Als kind zag Michaela DePrince, die werd geboren als Mabinty Bangura, hoe haar vader werd vermoord door milities en haar moeder langzaam bezweek aan ondervoeding en algehele lichamelijke malaise. Ook in het weeshuis waar zij met haar zus terechtkwam, was ze niet veilig. Door de depigmentatie van haar huid werd ze beschouwd als een duivelskind, waardoor ze onderaan de pikorde én de voedselketen terecht kwam.
Lichamelijk was ze meer dood dan levend toen zij als vierjarige de dans ontdekte door een fotootje dat tegen het hek van het weeshuis waaide: een ballerina in roze tutu. Het gaf haar hoop op een mooiere, betere wereld, zei DePrince in 2013 in deze krant.
Vrijdag werd bekend dat de Amerikaanse danseres Michaela Deprince dinsdag op 29-jarige leeftijd is overleden. Volgens haar familie, die het bericht via een post op haar Instagram verspreidde, is zij gestorven als gevolg van natuurlijke oorzaken.
Adoptie in VS
In de danswereld is geschokt gereageerd op de dood van de in Sierra Leone geboren DePrince. Ze werd in korte tijd wereldwijd bekend als de ballerina die de horror van haar jeugd in het door burgeroorlog verscheurde geboorteland wist om te zetten in een loopbaan waarin schoonheid en harmonie centraal stonden.
Die wereld opende zich toen zij werd geadopteerd door het (witte) Amerikaans echtpaar DePrince en werd opgenomen in hun omvangrijke gezin dat al meer adoptiekinderen telde. Daar kon ze haar droom, ballerina worden, najagen. Ze bleek een natuurtalent, met een stralende présence en een enorme sprongkracht. Toch moest ze de nodige racistische vooroordelen overwinnen: haar lichaamsbouw zou niet geschikt zijn voor ballet en haar huid was te donker.
Na haar opleiding danste zij een seizoen bij het Dance Theatre of Harlem en trad ze op als gastsoliste bij de South African Mzansi Ballet Theatre. In 2011 nodigde de Nederlandse Dutch Don’t Dance Division haar uit voor de hoofdrol in hun kerstproductie Abdallah en de gazelle van Basra. Artistiek leiders Thom Stuart en Rinus Sprong tipten Ted Brandsen, die haar engageerde voor de Junior Company.

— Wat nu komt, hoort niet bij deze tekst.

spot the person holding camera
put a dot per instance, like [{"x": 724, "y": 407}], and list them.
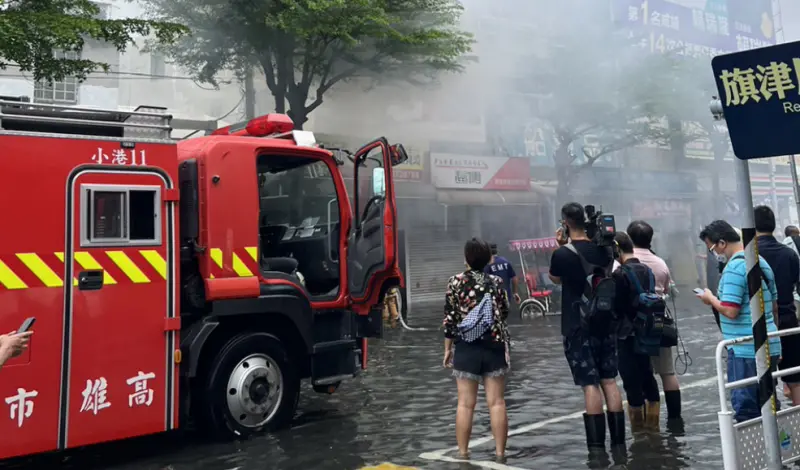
[
  {"x": 641, "y": 234},
  {"x": 590, "y": 344}
]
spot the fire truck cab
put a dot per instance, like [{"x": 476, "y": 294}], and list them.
[{"x": 191, "y": 281}]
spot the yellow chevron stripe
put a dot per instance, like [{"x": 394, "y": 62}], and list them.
[
  {"x": 156, "y": 261},
  {"x": 240, "y": 267},
  {"x": 60, "y": 257},
  {"x": 48, "y": 277},
  {"x": 9, "y": 279},
  {"x": 216, "y": 256},
  {"x": 88, "y": 262},
  {"x": 128, "y": 267}
]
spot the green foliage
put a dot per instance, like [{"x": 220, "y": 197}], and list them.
[
  {"x": 31, "y": 31},
  {"x": 305, "y": 47}
]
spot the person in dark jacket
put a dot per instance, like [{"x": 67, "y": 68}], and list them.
[
  {"x": 635, "y": 369},
  {"x": 785, "y": 265},
  {"x": 486, "y": 358}
]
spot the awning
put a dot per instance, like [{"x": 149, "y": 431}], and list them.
[{"x": 471, "y": 197}]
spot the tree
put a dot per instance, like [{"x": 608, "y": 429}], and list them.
[
  {"x": 31, "y": 31},
  {"x": 307, "y": 47},
  {"x": 603, "y": 86},
  {"x": 595, "y": 88}
]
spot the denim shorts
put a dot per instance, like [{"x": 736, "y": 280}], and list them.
[
  {"x": 744, "y": 400},
  {"x": 479, "y": 359}
]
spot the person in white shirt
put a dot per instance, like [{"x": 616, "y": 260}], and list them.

Michaela heeft met haar verhaal enorm veel mensen, jong en oud, geraakt en veel geld opgehaald voor Warchild en andere organisaties
Naar Amsterdam
In 2013 verhuisde ze naar Amsterdam. „Wij zagen haar talent en grote technische belofte”, zegt Brandsen. Destijds was het verhaal over de gruwelijkheden uit haar jeugd al bekend. DePrince was gast in The Oprah Winfrey Show geweest en ook in de documentaire First Position geportretteerd. Brandsen: „Toch begreep ik pas na haar eerste jaar bij ons hoe diep die trauma’s zaten. Op het eerste gezicht leek zij iemand die altijd optimistisch en vrolijk was, kwaliteiten die ze op het toneel overbracht. Die donkere kant van zichzelf liet ze liever niet zien.”
DePrince sliep slecht, had nachtmerries en was bang in het donker. Toch was ze gelukkig met de kansen die ze bij Het Nationale Ballet kreeg, waar ze al snel opklom en hoofdrollen vervulde in onder andere Notenkraker en Muizenkoning en Coppélia. Ook in de verfilming van Coppélia vertolkte zij de titelrol. Hardnekkige, terugkerende blessures verhinderden een verdere opmars in de rangen van Het Nationale Ballet en in 2021 besloot ze een nieuw begin te maken bij het Boston Ballet.
Autobiografie
Intussen was haar autobiografie Ze noemden mij duivelskind verschenen, waardoor de publiciteit rond haar persoon een enorme vlucht nam. Madonna kocht de filmrechten van het boek, Beyoncé vroeg haar op te treden in de clip van het Lemonade-album, DePrince werd gevraagd als model van grote modemerken en trad op als ambassadrice voor diverse goede doelen, waaronder War Child.
De laatste tijd was ze bezig in New York een bestaan op te bouwen als freelance danser en concentreerde ze zich verder op haar werk voor goede doelen. Brandsen: „Michaela heeft met haar verhaal enorm veel mensen, jong en oud, geraakt en veel geld opgehaald voor War Child en andere organisaties. Dat valt niet te onderschatten. Ze was een bijzondere danseres, met een groot hart.”